John A. Cloes of Huntington Beach writes that he looked in vain through his Nash collection for the fleas verses, but he verifies Deems' guess that Nash was interested in bugs, and quotes a verse to prove it:

The insect serves some useful end,

But what it is I've never kenned.

I do not like the ones that buzz,

I do not know a soul who does;

And as for those that crawl and creep,

The more they die, the less I weep.

Yet such is ego, low and high,

They'd rather be themselves than I.

That reminds me of Archy the cockroach's search for the soul of a poet to occupy; after a couple of days in the cold he comes back to his own body, only to find it squashed.

By the way, I have been chastised for spelling Archy with a capital A , since we all know that Archy had to fall on the keys to type, and couldn't work the shift key to make capitals.

I quote from E. B. White's introduction to "the lives and times of archy & mehitabel."

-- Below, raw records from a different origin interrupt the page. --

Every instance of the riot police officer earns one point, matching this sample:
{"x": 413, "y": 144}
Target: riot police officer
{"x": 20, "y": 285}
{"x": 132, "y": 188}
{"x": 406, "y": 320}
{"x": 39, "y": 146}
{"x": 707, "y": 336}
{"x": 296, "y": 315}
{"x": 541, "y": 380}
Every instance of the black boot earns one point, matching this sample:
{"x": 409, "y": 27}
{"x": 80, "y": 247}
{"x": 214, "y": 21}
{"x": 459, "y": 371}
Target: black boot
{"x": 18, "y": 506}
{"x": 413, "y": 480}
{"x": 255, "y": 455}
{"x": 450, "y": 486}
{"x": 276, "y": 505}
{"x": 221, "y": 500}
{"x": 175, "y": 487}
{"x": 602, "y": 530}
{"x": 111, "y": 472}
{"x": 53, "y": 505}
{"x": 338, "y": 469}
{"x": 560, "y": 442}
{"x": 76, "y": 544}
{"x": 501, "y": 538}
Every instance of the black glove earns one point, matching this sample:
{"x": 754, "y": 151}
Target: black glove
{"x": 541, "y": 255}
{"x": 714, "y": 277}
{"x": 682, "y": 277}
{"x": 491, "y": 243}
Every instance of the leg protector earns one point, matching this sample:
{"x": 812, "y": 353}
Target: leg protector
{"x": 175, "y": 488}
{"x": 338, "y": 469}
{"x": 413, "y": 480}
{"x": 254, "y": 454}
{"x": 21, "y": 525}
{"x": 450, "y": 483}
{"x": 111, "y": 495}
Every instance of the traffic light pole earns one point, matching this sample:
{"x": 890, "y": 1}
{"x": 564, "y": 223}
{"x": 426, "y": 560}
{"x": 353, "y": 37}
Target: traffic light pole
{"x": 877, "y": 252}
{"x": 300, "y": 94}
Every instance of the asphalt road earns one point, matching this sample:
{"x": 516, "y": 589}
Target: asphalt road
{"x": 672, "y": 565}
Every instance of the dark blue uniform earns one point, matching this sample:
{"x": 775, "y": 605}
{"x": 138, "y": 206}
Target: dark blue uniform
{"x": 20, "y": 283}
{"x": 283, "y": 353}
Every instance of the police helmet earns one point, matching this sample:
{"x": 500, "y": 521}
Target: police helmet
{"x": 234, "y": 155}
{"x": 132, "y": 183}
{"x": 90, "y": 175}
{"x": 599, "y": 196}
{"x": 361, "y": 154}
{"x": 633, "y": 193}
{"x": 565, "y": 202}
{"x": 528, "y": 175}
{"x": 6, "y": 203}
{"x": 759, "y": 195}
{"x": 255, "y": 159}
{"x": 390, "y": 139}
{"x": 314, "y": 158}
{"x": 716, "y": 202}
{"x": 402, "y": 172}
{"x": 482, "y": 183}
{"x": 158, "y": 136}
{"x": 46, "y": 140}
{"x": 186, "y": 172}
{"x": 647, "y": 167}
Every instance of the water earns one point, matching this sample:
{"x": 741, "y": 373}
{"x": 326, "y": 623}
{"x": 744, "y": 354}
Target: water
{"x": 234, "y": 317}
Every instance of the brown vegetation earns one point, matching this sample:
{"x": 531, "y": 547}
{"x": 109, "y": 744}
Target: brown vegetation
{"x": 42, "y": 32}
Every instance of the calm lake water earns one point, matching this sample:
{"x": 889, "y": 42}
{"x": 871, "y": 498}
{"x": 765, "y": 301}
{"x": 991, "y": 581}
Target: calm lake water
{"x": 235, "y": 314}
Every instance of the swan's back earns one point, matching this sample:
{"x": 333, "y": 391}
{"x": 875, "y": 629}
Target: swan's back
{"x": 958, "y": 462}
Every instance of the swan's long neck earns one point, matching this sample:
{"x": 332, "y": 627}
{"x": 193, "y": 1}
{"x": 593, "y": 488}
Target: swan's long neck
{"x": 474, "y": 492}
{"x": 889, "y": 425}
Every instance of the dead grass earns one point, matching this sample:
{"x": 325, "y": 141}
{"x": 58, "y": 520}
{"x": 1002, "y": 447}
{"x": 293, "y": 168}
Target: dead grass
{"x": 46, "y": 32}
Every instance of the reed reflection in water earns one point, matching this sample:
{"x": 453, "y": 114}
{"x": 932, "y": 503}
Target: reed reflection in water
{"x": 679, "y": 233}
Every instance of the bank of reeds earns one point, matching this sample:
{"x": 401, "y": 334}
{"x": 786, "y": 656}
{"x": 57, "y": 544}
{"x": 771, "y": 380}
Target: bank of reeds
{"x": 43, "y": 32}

"The reader will have perhaps noticed that I am capitalizing the name Archy and the name Mehitabel. I mention this because the capitalization of Archy is considered the unforgivable sin by a whole raft of old Sun Dial fans who have somehow nursed the illogical idea that because Don Marquis's cockroach was incapable of operating the shift key of a typewriter, nobody else could operate it. This is preposterous. Archy himself wished to be capitalized--he was no e. e. cummings. In fact he once flirted with the idea of writing the story of his life all in capital letters, if he could get somebody to lock the shift key for him. Furthermore, I capitalize Archy on the highest authority: Whenever in his columns Don Marquis referred to his hero, Archy was capitalized by the boss himself. What higher authority can you ask?"

And what better writer of prose can I quote?